Monteverdi captures them all with the rapierlike directness and wry verity of Mozart.

While opera has evolved in several directions over the four centuries since Poppea saw first light, Haymarket’s meticulously considered and fully fleshed-out production debunked the idea that operatic evolution somehow equates with improvement. As a conflation of drama and music, Poppea doesn’t seem all that far removed from, say, Berg’s Wozzeck, notwithstanding the obvious differences in subject matter and harmonic language. In their musical continuity, their inflected albeit ceaseless vocal streams, the two works are recognizable as versions of the same lyric art form. It was the assured musical fluency that impressed me more than anything else about Haymarket’s altogether winning Poppea.

Of course, that sense of musical — and thereby dramatic — flow resided in a thousand details. Musical values began in the pit, where six musicians performed on period instruments: two violins, theorbo, guitar, bass violin, harpsichord, and organ. Haymarket music director Craig Trompeter, presiding from the harpsichord, sustained expressive tempos that neither rushed the singers nor allowed the musical line to fall slack. Likewise, stage director Sarah Edgar managed to invoke period dramatic gestures without turning the whole affair into comic parody. Indeed, funny business is but a sometime thing in Poppea, and, if anything, the integrated posturing effectively underscored dramatic tensions.

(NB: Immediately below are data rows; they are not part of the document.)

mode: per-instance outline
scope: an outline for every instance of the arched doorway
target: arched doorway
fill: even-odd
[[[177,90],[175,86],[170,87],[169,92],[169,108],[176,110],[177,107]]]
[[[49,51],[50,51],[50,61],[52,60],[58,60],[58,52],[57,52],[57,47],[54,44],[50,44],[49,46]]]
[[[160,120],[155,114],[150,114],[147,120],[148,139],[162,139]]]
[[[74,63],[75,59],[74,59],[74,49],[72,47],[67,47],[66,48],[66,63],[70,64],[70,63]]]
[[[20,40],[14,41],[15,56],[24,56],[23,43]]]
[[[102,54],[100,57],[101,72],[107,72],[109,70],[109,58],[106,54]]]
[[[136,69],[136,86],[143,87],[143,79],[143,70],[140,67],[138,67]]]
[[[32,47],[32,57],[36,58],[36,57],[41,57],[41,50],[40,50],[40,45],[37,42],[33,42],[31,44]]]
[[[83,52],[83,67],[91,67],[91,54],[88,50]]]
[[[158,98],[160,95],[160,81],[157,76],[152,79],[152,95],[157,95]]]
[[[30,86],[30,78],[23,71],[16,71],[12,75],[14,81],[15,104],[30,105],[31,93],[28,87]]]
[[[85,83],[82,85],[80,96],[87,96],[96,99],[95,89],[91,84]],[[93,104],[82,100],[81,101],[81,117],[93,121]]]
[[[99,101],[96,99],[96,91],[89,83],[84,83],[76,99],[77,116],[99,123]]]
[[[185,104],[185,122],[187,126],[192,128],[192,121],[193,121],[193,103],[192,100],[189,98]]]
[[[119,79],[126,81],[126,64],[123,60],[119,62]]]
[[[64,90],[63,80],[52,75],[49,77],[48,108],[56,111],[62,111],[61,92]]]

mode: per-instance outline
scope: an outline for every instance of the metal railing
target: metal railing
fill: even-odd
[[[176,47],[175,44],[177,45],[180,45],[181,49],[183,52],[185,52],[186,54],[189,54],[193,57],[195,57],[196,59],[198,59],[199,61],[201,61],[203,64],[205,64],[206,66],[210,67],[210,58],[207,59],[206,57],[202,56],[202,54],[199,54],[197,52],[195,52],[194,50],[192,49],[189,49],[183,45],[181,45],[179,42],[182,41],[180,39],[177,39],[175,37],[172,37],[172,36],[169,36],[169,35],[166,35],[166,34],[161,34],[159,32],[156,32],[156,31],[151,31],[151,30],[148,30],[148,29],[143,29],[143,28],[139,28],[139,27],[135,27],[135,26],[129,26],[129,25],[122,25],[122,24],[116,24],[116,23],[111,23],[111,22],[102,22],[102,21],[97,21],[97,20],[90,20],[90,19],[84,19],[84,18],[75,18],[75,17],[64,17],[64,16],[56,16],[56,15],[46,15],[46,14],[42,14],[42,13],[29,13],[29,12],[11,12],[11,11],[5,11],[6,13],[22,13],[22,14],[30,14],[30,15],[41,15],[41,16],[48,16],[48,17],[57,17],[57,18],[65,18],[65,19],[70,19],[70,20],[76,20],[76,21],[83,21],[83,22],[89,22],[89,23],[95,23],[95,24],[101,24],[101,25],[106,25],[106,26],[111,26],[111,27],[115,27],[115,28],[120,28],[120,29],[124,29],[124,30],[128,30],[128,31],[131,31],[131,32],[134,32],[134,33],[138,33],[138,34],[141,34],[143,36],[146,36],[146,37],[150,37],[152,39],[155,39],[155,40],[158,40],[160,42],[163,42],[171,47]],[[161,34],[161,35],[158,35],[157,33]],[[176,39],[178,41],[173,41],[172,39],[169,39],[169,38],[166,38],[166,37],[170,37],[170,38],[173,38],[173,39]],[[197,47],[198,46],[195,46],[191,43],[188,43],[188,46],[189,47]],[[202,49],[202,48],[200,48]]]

Soprano Kimberly McCord is the furious Empress Ottavia, scorned, in Monteverdi’s final masterpiece.

Vocally, the production was a treat, especially in the agile and ample sound of the three leads. Soprano Erica Schuller offered an imposing Poppea, as resolute of voice as she was convincing in her imperious stage presence. As her obstacle to the throne, Ottavia, soprano Kimberly McCord sang with the pure ferocity of a woman wronged and an empress whose fate is irrevocably sealed. But the voice that ultimately commanded the stage and carried truly patrician resonance belonged to mezzo-soprano Lindsay Metzger as the lustful, impatient Nerone. Here was lustrous singing, by turns ardent and regal and petulant.

Ottone (Michael Skarke) loves Poppea to no avail.

In the two main supporting roles, Ottone and Drusilla, countertenor Michael Skarke and soprano Kristin Knutson upheld the show’s high vocal standard as well as its credible personifications. One might have wished for greater expressive range in bass-baritone David Govertsen’s technically solid Seneca. Male soprano Elijah McCormack was an antic delight as Ottavia’s all-too-helpful valet, and tenor Justin Berkowitz cut a deliciously crusty old nurse to Poppea.

No small part of the production’s appeal lay in Stephanie Cluggish’s lavish Roman costumes and Wendy Waszut-Barrett’s grand canvases painted in warm, timeless pastels.

Poppea (soprano Erica Schuller) proves irresistible. Nero (mezzo-soprano Lindsay Metzger in a tour-de-force) is by turns ardent and regal and petulant.